La mort du commissaire de Niono, Issiaka Tounkara interpelle le Berger à témoigner, lui qui a eu à travailler pendant près de 20 ans avec la police malienne.

Chargé de la rubrique Faits Divers et des questions de sécurité à l’Essor, il a assisté à la rentrée et la sortie des promotions emblématiques de la police malienne que sont celles de 2005 et 2007 desquelles sont issus tous les responsables actuels des unités de sécurité publique (dont le regretté Issiaka Tounkara).


Les rapports de travail entretenus avec la police malienne pendant ce temps m’autorisent à dire ceci : ce qui est arrivé à Niono était prévisible. Personnellement, sans être un oiseau de mauvais augure, je m’attendais à ce que cela arrive un jour. Tant certains commissariats et leurs responsables sont devenus, par leur comportement et leur boulimie pour l’argent, de véritables obstacles à la citoyenneté.

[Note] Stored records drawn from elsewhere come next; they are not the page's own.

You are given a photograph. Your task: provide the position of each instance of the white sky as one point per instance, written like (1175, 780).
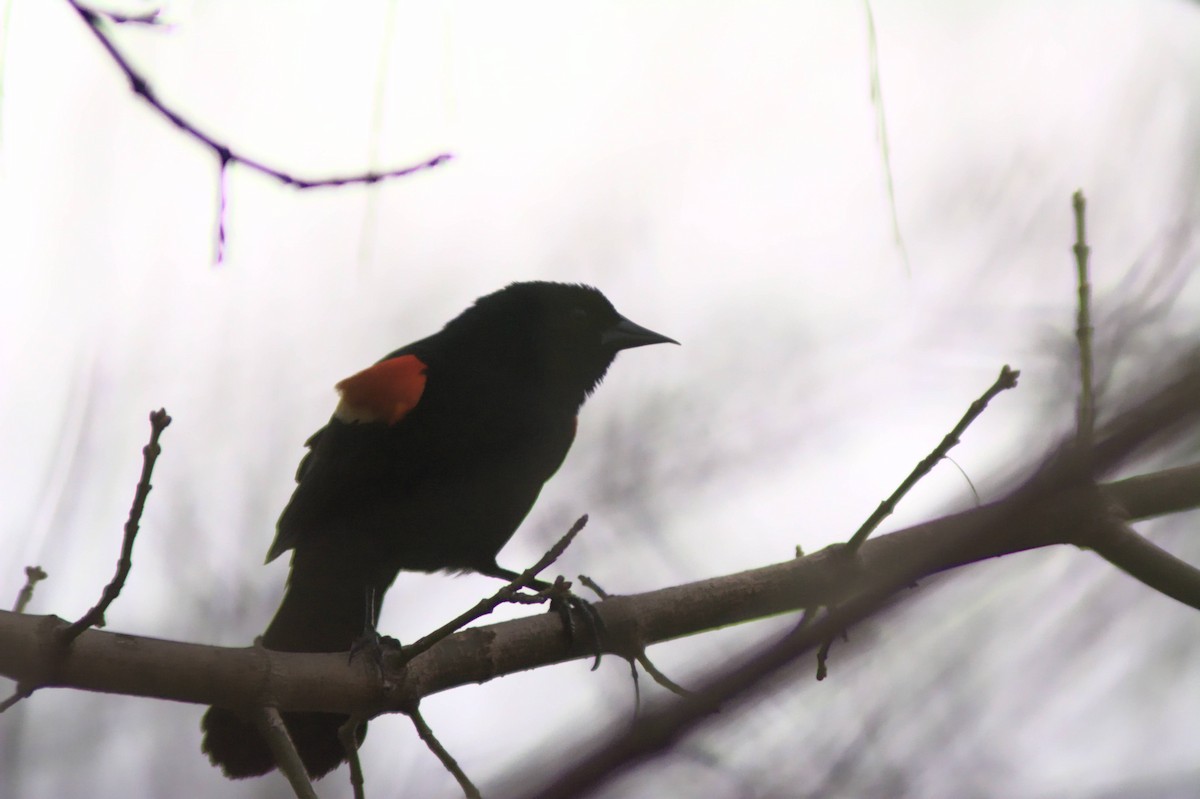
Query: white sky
(715, 169)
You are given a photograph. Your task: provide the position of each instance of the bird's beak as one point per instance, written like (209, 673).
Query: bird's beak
(627, 335)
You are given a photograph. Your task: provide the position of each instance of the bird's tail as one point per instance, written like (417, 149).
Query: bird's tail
(324, 610)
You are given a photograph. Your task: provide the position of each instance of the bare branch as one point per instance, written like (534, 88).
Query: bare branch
(448, 761)
(225, 154)
(95, 617)
(271, 727)
(348, 734)
(250, 677)
(1006, 380)
(640, 656)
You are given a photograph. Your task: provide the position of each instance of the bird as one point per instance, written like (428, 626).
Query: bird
(430, 462)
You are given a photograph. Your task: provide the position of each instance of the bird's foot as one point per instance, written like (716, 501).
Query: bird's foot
(569, 605)
(375, 647)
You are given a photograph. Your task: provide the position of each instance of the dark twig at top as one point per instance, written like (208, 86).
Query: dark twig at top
(225, 154)
(507, 594)
(1006, 380)
(34, 575)
(95, 617)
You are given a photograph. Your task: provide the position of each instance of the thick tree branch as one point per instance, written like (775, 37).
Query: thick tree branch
(238, 677)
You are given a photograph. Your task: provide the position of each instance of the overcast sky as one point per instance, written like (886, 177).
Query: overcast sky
(717, 169)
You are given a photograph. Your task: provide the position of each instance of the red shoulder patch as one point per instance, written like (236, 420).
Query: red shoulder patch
(384, 392)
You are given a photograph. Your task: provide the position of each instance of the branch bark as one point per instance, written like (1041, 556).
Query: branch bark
(244, 677)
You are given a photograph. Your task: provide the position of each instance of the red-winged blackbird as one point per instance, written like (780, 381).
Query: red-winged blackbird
(431, 461)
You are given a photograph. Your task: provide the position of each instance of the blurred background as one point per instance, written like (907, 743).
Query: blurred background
(718, 170)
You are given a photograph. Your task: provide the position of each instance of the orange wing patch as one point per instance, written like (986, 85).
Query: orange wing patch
(384, 392)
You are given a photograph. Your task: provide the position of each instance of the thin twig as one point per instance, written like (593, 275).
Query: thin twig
(881, 130)
(148, 18)
(348, 734)
(1006, 380)
(448, 761)
(1084, 326)
(226, 155)
(95, 617)
(34, 575)
(507, 594)
(271, 727)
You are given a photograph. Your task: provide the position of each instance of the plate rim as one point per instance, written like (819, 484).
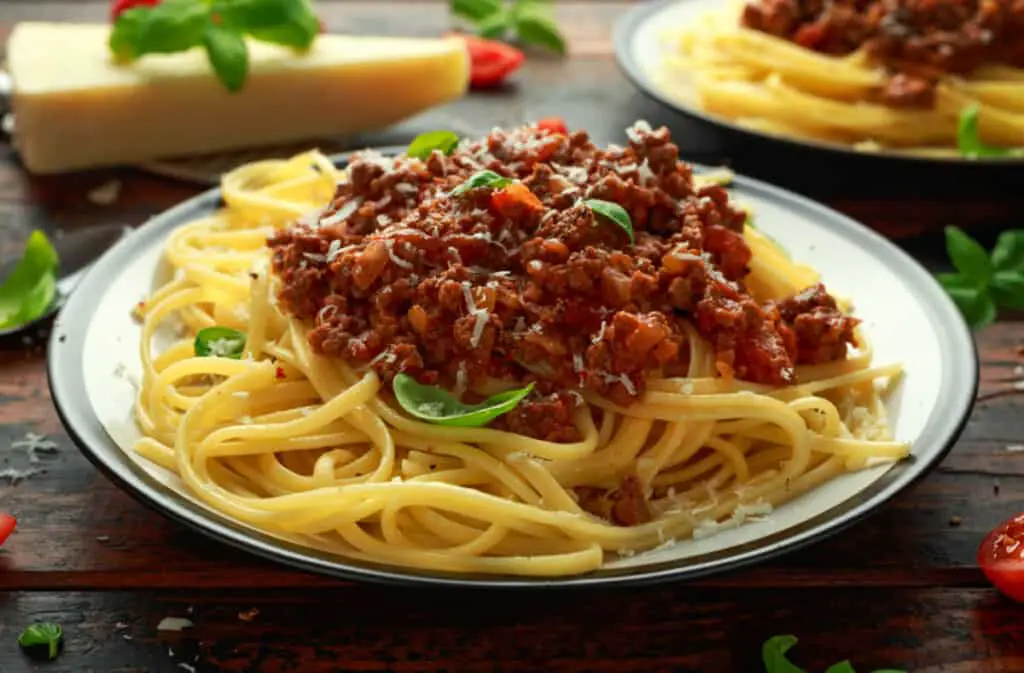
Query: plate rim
(943, 427)
(622, 41)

Un tour à la « Section Carte d’identité » des unités de sécurité publique de notre police permettra de comprendre. A la décharge d’une petite minorité de commissariats, « Carte Nationale d’Identité » est devenue le déversoir des femmes de la police. Certaines, incapables de formuler une seule bonne phrase en Français, excellent cependant dans l’art d’intercepter les candidats à pièce. D’autres, complément d’effectif comme disent mes amis policiers, viennent pour deux choses : prendre le salaire et intervenir auprès des différents chefs de sections ou du patron pour tel ou tel cas. Cette intervention étant négociée au prix fort.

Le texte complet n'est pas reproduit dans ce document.